The GST Council is expected to meet soon to further prune down the list of items in the 28 per cent slab.

At present, 1,211 goods categories have been clubbed into six rates — 0.25 per cent (un-worked diamond), 3 per cent (gold and silver mainly), 5 per cent, 12 per cent, 18 per cent and 28 per cent. Earlier, over 200 goods categories were placed under the 28 per cent slab, but now this number is just 39 comprising of motor cars, AC, large TV and cement, besides others.

The GST Council is scheduled to meet on December 22 and is likely to review rates on many items, including large TV and AC.

This indication came from Prime Minister Narendar Modi on Tuesday when he said that his government wants to ensure that 99 per cent items attract sub-18 per cent GST slab. When asked about this, Kumar said this will lead to further rationalisation of GST rate structure. “The average rate will gravitate towards 15 per cent with increased resources and widening of the tax base,” he told reporters here. He also mentioned that in due course of time, 28 per cent slab might include only de-merit goods such as large cars and tobacco.
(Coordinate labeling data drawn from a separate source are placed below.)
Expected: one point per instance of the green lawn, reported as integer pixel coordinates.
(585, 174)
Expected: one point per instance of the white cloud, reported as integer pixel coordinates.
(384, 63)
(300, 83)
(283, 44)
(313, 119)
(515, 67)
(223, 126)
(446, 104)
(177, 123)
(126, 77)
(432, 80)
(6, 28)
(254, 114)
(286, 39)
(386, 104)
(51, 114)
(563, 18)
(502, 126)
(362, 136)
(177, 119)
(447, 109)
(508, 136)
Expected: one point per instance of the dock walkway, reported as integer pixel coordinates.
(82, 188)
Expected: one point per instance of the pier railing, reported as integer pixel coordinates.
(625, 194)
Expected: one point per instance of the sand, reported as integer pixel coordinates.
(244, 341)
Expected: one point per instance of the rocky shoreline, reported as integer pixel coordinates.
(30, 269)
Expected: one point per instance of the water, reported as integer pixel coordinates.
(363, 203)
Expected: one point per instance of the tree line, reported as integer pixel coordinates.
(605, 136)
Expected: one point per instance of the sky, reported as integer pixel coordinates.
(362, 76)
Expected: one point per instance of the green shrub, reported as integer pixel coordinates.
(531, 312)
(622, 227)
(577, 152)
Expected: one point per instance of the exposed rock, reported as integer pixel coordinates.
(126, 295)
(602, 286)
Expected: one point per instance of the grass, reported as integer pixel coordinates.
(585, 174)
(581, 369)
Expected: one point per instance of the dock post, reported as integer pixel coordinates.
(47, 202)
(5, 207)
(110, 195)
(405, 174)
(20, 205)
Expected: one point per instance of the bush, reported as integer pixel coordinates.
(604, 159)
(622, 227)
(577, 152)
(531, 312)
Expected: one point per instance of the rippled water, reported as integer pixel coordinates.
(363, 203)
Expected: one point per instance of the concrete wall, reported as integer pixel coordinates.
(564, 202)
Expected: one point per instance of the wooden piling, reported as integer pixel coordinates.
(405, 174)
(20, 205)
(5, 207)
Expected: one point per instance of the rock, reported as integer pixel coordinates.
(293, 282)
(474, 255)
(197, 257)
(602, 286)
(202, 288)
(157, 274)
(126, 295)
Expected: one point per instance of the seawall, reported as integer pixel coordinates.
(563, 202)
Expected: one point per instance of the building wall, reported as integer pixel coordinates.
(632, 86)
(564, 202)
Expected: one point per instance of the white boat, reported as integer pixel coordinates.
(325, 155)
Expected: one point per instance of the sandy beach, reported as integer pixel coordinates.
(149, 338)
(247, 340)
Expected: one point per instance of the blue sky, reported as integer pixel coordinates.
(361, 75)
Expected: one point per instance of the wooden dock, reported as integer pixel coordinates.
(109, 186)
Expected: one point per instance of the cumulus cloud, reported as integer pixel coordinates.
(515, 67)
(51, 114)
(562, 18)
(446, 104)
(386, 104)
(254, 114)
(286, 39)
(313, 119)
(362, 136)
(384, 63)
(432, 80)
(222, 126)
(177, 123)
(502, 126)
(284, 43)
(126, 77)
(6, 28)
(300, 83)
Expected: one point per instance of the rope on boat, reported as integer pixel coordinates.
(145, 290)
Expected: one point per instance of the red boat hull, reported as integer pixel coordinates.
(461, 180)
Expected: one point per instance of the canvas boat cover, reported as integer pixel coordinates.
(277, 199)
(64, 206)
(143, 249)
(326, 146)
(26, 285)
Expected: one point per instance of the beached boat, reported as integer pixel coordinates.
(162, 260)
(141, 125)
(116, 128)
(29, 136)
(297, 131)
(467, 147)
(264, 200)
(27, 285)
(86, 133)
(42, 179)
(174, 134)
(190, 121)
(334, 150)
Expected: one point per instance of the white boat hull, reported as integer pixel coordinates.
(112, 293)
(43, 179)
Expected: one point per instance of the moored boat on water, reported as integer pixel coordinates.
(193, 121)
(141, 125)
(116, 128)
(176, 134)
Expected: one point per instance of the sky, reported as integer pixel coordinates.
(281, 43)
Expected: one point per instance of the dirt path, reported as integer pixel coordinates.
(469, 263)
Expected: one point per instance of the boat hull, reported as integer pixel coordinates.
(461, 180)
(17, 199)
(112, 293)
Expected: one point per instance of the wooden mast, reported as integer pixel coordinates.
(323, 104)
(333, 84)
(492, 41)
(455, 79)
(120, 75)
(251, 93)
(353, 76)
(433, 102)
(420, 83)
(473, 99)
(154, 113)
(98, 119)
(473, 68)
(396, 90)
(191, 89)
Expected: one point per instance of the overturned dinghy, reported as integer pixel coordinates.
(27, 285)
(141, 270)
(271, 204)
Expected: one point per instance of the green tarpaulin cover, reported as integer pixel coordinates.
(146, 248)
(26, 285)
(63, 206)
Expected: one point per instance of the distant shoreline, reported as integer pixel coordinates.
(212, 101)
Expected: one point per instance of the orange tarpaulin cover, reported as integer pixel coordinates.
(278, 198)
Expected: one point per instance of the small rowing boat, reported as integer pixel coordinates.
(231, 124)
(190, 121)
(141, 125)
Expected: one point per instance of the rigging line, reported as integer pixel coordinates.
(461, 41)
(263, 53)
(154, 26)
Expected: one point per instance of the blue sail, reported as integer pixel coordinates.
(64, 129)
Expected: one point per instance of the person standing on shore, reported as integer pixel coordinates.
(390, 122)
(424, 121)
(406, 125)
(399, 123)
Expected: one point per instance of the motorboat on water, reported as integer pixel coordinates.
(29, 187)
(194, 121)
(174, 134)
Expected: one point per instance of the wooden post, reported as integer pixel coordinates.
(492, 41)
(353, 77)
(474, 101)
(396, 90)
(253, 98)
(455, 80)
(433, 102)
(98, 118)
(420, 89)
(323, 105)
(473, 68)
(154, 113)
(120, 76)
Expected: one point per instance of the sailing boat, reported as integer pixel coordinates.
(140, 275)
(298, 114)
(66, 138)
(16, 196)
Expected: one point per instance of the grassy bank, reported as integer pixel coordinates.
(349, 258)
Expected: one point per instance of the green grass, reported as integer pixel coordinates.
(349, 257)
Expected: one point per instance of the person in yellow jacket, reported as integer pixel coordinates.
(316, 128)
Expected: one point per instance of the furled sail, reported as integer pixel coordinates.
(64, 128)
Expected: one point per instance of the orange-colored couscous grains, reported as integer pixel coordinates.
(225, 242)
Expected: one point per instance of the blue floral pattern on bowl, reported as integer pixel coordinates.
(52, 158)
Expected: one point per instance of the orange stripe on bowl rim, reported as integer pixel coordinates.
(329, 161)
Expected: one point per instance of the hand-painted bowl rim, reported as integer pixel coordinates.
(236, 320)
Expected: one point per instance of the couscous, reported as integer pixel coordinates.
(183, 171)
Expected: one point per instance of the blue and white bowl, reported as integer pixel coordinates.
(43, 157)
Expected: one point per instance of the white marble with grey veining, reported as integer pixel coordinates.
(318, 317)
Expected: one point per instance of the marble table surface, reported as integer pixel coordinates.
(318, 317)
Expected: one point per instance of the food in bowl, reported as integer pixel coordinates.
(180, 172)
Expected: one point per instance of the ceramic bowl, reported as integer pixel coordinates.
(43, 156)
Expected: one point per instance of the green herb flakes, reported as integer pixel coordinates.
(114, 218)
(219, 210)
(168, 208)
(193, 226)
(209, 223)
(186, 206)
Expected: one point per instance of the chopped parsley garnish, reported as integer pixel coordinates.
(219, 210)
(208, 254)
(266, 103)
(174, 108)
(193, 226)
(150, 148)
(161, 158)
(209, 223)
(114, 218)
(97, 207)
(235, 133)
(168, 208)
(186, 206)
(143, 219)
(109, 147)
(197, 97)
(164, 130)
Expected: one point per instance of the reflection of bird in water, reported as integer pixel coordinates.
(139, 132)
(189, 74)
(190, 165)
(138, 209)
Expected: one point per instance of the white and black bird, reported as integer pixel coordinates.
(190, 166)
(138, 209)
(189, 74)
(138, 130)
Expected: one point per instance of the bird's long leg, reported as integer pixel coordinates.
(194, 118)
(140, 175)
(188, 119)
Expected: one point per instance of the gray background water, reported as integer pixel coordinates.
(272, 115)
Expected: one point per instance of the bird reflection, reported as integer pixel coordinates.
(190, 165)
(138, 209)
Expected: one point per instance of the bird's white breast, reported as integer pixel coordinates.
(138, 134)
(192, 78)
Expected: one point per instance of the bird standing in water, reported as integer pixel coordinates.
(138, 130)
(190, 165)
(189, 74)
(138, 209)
Meanwhile, officials from the Centre and States are busy finalising the agenda for the December 22 meeting of the GST Council. Now, following the PM’s announcement, it is expected that agenda for the meeting might include lowering of GST rates on various consumer durables such as TV and AC. However, it is unlikely to include cement.

Talks on rate cut is taking place at a time when there is fear of lower-than-estimated collection of GST. The Government estimated ₹1-1.10 lakh crore of collection every month. However, out of the 8 months of the current fiscal, the collection in six months has been less than estimate. There is also a fear that the total shortfall during the current fiscal — which is the first full year of the new indirect tax regime — could be anything between ₹30,000 crore and ₹40,000 crore..

The shortfall in revenue collection is not good news for the Centre as there is an apprehension of fiscal slippage during the current financial year.

Fiscal deficit for April-October was over ₹6.48 lakh crore, against the Budget Estimate of ₹6.24 lakh crore, nearly 4 per cent more than the target. The Government is now hoping that remaining collections during next four months will be much better on account of better compliance.